Russian TOS-1 30-barrel multiple rocket launchersThe reemergence of Russia as a traditional military power is now clear to all who wish to see. Bolstered by oil money, the Kremlin is investing seriously in defense for the first time since the collapse of the Soviet Union. Russian naval shipbuilding, which nearly disappeared in the 1990s, is now funded at half the level of the U.S. Navy’s program, while only a few years ago it was only one-tenth of the Navy’s level. Russia’s ground forces, which have been troubled for more than two decades, are now receiving serious reinvestment and are slated to add forty new brigades by 2020 (by way of comparison, the U.S. Army will be down to thirty-two active maneuver brigades by 2017, even under unduly optimistic budget scenarios).

All this has been noticed by the NATO member countries located close to Russia, many of which were unnerved by Moscow’s recent Zapad (West) military exercises which, despite their portrayal by the Kremlin as a counterterrorism practice run, were clearly more conventional in focus and, given their location—and name—plus the involvement of Belarusian forces in the exercise, proved troubling to frontline NATO states, above all Poland and the Baltic states.

NATO’s Baltic members are accustomed to regular harassment by Moscow, with aggressive espionage, subversion, and manipulation of local politics, business, and Russian minorities being part of daily life in Estonia, Latvia, and Lithuania. Russian intelligence services are highly active in the Baltics and generally treat them as less than sovereign states, much less NATO member countries. But the return of a conventional military threat from Russia, coupled with press releases from Vladimir Putin’s Kremlin that seem nostalgic for the Soviet period, has led to a mounting sense of dread in the Baltics.

Poland’s response here has been significant, as it is the largest and most important NATO frontline state in terms of military, political and economic power.
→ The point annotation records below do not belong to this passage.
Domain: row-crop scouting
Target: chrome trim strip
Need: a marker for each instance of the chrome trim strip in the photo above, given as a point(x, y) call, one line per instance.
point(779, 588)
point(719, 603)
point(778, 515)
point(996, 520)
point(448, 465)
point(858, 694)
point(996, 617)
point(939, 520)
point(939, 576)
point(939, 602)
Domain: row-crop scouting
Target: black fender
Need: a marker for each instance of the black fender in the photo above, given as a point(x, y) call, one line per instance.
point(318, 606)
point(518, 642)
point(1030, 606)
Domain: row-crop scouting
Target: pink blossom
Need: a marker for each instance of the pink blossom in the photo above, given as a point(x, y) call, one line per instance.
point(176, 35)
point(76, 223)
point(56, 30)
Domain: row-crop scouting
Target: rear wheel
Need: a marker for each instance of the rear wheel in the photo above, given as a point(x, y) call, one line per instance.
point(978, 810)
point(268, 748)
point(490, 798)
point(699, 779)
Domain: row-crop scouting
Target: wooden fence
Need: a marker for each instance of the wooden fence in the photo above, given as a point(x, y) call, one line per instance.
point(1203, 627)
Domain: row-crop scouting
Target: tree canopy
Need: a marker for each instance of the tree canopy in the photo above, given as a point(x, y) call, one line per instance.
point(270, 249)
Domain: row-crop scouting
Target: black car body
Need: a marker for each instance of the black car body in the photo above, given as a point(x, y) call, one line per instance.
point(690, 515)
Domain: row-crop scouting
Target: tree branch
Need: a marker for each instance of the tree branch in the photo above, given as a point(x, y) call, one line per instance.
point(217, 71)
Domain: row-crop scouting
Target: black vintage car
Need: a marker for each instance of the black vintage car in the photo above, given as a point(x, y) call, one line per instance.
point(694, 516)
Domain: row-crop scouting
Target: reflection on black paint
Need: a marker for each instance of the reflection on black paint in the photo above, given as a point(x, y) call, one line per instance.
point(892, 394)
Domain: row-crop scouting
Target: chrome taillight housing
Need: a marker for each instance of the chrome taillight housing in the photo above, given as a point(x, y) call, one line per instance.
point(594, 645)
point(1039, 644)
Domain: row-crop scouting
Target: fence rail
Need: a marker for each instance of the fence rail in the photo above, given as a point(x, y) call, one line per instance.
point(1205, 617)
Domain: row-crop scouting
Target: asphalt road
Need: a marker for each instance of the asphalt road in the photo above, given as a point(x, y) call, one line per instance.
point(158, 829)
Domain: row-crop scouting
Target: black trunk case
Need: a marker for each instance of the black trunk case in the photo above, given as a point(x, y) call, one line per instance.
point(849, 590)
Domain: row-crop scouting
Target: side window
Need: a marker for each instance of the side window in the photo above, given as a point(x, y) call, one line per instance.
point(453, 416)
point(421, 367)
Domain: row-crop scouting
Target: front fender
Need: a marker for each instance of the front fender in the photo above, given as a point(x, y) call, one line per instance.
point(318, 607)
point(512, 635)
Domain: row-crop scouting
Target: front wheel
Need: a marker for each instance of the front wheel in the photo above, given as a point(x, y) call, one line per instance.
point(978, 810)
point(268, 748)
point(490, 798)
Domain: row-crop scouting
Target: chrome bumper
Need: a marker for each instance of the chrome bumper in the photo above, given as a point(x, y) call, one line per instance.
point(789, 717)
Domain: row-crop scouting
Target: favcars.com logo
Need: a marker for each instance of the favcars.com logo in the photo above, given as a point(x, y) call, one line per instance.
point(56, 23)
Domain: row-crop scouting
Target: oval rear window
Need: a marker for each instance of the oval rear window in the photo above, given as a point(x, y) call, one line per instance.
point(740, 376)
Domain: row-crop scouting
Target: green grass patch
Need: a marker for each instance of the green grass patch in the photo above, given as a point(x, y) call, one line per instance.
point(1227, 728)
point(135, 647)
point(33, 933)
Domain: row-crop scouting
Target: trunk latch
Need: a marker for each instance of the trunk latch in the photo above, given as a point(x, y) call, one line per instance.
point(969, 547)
Warsaw of late has been trying to raise Alliance awareness of the rising threat from the East, but this has been met with skepticism by NATO members located farther to the West than Poland. In a typical example, the expression of current Alliance assumptions by NATO secretary general Anders Fogh Rasmussen that “war among European nations is simply unimaginable,” was countered in May by the statement of Poland’s Foreign Minister Radek Sikorski: “I’m afraid conflict in Europe is imaginable. . . .”
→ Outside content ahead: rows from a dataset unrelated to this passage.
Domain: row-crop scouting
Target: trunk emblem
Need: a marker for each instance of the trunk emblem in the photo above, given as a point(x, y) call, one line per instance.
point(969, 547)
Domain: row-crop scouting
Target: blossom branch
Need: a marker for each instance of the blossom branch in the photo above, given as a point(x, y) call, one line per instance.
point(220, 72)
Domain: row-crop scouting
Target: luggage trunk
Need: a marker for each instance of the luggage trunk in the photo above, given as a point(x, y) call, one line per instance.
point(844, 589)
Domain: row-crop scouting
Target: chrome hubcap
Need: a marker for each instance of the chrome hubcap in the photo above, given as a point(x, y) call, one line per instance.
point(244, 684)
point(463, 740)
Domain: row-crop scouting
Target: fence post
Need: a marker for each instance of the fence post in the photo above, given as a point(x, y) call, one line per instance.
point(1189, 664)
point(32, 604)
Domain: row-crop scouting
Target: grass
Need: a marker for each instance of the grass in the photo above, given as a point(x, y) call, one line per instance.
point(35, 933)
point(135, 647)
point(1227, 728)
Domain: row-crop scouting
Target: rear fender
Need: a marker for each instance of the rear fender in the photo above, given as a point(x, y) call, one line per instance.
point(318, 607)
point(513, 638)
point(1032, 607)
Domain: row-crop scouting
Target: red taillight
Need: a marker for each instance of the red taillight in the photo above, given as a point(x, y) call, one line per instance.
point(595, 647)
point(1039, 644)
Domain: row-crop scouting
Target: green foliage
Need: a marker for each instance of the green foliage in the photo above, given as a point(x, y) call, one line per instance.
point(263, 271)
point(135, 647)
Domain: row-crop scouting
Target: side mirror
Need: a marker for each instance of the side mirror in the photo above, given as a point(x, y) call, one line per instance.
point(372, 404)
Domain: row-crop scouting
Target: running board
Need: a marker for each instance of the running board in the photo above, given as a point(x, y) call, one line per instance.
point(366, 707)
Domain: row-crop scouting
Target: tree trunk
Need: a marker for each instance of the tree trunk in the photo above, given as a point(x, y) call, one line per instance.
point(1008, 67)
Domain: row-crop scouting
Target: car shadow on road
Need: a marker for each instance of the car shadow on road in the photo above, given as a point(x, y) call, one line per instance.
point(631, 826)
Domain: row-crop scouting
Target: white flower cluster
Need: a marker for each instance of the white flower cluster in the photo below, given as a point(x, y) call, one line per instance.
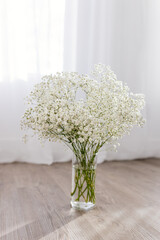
point(105, 114)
In addition to the Kremlin’s military buildup, recent Russian actions towards Ukraine, a buffer state that Poland considers vital to its security, have been ominous. As Ukraine’s government, led by the pro-Russian president Viktor Yanukovych, has seemed to favor closer economic ties to the European Union, at the expense of more engagement with Putin’s proposed Eurasian Union, the rhetoric from Moscow has heated up, culminating in an unambiguous threat to Ukraine’s territorial integrity. Last month, in language reminiscent of that used by Milosevic’s Serbia in the early 1990s, Sergei Glazyev, a top Kremlin adviser, noted that Russia has threatened to support a partitioning of Ukraine if it signs a landmark cooperation agreement with the European Union, adding that if certain regions of Ukraine where ethnic Russians live did not wish to join the EU, Moscow “would be legally entitled” to support them. It is abundantly clear that, for Putin’s Kremlin, anything less than a satellite in Kiev is unacceptable, a development that has major implications for NATO and the EU, as well as European security, not least because Ukraine is a pivotal state that is divided right along the fault lines cited by Samuel Huntington in his famous “Clash of Civilizations.” What happens to Ukraine in the near future will set the course for all of East-Central Europe in the decades ahead, and Poland knows this. . . .
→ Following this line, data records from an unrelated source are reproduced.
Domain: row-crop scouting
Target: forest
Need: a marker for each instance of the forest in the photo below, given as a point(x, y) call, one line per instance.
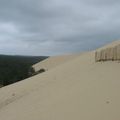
point(16, 68)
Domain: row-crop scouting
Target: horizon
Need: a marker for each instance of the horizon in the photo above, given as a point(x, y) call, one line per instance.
point(56, 27)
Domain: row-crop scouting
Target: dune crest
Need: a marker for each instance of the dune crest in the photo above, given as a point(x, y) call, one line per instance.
point(108, 53)
point(78, 89)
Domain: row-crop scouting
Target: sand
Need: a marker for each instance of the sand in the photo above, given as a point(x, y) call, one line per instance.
point(54, 61)
point(79, 89)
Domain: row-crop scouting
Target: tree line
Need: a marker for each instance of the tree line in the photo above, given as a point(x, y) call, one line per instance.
point(16, 68)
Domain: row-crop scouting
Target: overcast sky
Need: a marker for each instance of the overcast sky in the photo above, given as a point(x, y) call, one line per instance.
point(51, 27)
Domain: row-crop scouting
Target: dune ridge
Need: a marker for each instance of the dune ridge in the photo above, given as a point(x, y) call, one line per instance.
point(79, 89)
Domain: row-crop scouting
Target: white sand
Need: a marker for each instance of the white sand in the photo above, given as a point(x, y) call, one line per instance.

[I]t’s clear that the era when NATO can assume there are few, if any, conventional threats to the Alliance in Europe is at an end. NATO will either accept this challenge to deter Russian aggression and manipulation of frontline states like Poland and the Baltics through readiness and vigilance, or the most successful alliance in history will have lost its purpose. Given the Pentagon’s grim budgetary realities, that burden will have to be borne more by European states than by the United States, but Poland has shown the way with its new strategy and increased defense spending. Others must now follow Warsaw’s lead. After a two-decade holiday, history has returned to Europe.

John R. Schindler is professor of national security affairs at the Naval War College and a former National Security Agency analyst. The views expressed here are his own. He blogs at 20committee.com.

Image: Russian TOS-1 30-barrel multiple rocket launchers (photo: Aleksey Toritsyn/Wikipedia)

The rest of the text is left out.